Emansipasi wanita di Indonesia diawali dengan sepak terjang salah satu pahlawan perempuan Indonesia, Raden Ajeng (RA) Kartini. Pengalaman hidupnya sebagai perempuan Jawa di masa itu mengidamkan persamaan derajat antara laki-laki dan perempuan. Ia tak sependapat dengan budaya turun temurun yang melazimkan seorang perempuan hanya pasif dalam menjalani kehidupan.

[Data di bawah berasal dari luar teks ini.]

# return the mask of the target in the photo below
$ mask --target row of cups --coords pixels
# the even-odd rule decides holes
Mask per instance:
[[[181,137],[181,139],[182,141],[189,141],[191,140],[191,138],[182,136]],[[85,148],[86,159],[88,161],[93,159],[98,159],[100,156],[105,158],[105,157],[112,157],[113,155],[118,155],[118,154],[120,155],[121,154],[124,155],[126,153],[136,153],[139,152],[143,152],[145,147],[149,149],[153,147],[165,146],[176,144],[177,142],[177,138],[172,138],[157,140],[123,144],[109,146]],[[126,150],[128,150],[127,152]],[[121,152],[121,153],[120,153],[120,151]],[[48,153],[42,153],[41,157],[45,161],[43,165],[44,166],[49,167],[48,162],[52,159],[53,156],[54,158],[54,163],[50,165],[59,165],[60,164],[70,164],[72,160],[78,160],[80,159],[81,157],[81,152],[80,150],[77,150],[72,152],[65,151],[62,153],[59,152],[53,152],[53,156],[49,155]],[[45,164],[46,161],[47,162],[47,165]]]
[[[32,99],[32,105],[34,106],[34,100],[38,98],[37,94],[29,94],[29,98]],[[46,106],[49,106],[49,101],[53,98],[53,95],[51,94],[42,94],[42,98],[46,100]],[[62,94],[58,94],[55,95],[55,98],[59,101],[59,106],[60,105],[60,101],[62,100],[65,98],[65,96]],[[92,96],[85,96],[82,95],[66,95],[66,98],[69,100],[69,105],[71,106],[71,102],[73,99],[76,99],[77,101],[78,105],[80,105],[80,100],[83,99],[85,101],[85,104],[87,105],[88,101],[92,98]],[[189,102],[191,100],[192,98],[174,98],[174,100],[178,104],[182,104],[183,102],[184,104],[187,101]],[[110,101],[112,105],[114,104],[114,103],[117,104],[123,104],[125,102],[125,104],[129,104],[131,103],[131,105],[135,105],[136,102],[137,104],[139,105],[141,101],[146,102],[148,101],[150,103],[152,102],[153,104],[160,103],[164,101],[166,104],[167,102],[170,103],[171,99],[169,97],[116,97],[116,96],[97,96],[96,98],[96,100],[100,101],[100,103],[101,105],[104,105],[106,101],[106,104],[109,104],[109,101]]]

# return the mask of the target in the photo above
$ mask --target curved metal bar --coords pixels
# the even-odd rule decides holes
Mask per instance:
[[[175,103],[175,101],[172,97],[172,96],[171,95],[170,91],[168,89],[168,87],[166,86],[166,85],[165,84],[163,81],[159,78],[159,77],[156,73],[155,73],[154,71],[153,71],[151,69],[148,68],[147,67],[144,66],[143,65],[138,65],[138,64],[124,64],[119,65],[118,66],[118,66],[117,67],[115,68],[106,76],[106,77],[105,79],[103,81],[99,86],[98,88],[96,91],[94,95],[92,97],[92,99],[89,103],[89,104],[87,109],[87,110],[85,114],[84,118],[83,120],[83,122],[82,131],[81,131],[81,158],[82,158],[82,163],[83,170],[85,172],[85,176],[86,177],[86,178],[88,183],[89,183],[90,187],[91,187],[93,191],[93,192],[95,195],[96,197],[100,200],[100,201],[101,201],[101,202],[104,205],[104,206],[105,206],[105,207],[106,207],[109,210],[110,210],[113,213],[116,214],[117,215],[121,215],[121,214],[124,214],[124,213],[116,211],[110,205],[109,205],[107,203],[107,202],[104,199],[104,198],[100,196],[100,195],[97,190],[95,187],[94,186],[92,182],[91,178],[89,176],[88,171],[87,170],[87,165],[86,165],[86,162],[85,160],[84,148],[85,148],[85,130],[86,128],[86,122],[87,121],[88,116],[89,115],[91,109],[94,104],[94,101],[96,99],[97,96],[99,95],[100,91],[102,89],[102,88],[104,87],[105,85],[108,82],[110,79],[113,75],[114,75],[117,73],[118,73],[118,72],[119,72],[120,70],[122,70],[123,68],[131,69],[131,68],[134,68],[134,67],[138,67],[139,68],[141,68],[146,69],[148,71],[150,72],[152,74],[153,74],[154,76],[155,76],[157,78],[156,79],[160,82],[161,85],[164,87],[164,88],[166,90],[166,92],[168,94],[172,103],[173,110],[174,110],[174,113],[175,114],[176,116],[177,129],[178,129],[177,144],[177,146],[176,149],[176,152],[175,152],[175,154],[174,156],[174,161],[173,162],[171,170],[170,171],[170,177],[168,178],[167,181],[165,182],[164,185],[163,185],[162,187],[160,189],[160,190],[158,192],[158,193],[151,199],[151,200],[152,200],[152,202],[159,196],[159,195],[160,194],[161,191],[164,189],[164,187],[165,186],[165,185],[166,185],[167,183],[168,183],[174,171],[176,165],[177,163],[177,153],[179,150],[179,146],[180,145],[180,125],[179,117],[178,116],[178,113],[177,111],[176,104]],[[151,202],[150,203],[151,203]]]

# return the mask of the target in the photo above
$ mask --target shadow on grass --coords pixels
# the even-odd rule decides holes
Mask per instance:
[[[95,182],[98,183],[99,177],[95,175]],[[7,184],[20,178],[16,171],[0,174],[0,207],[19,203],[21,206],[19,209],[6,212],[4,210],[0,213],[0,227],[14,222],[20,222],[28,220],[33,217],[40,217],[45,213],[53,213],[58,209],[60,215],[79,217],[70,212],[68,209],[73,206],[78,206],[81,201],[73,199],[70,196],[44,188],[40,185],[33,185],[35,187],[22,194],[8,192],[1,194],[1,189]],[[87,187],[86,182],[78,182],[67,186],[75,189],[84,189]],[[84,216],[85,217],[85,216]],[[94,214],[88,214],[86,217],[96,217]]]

Kartini yang lahir di Jepara Jateng pada 21 April 1879 ingin menunjukkan jika perempuan tidak hanya 'konco wingking'. Artinya perempuan bisa berperan lebih dalam kehidupan berbangsa dan bernegara, terutama di bidang pendidikan. Perempuan juga bisa menentukan pilihan hidup tak harus atas paksaan orangtua dan perempuan juga bisa sekolah setinggi-tingginya.
Sesuai ketetapan Presiden RI Ir Soekarno, melalui surat No.108 Tahun 1964 tertanggal 2 Mei 1964 menetapkan RA Kartini sebagai Pahlawan Kemerdekaan Nasional. Di surat yang sama, Soekarno juga menetapkan peringatan Hari Kartini sebagai hari besar Nasional yang jatuh pada 21 April setiap tahunnya.
Tanggal tersebut dipilih sesuai dengan hari lahir RA Kartini.
Kartini, putri tertua keturunan keluarga ningrat Jawa (priyayi). Ayahnya seorang Bupati Jepara, Raden Mas Sosriningrat.
Ibunya MA Ngasirah, putri anak dari seorang guru agama di Teluwakur, Jepara. Tidak hanya pesohor, keluarga Kartini dikenal cerdas. Sang kakek, Pangeran Ario Tjondronegoro IV adalah sosok cerdas yang diangkat menjadi bupati di usia 25 tahun.
Dalam catatan sejarah, dari kecil berusia 12 tahun menempa pendidikan, dipingit hingga menikah, Kartini gigih memperjuangkan peningkatan kualitas pendidikan masyarakat. Berkat kegigihannya, dia mendirikan Sekolah Wanita Yayasan Kartini (Sekolah Kartini) di Semarang pada tahun 1912, kemudian menyusul Surabaya, Yogyakarta, Malang, Madiun, Cirebon dan daerah lainnya. Kini gedung tersebut disebut sebagai Gedung Pramuka.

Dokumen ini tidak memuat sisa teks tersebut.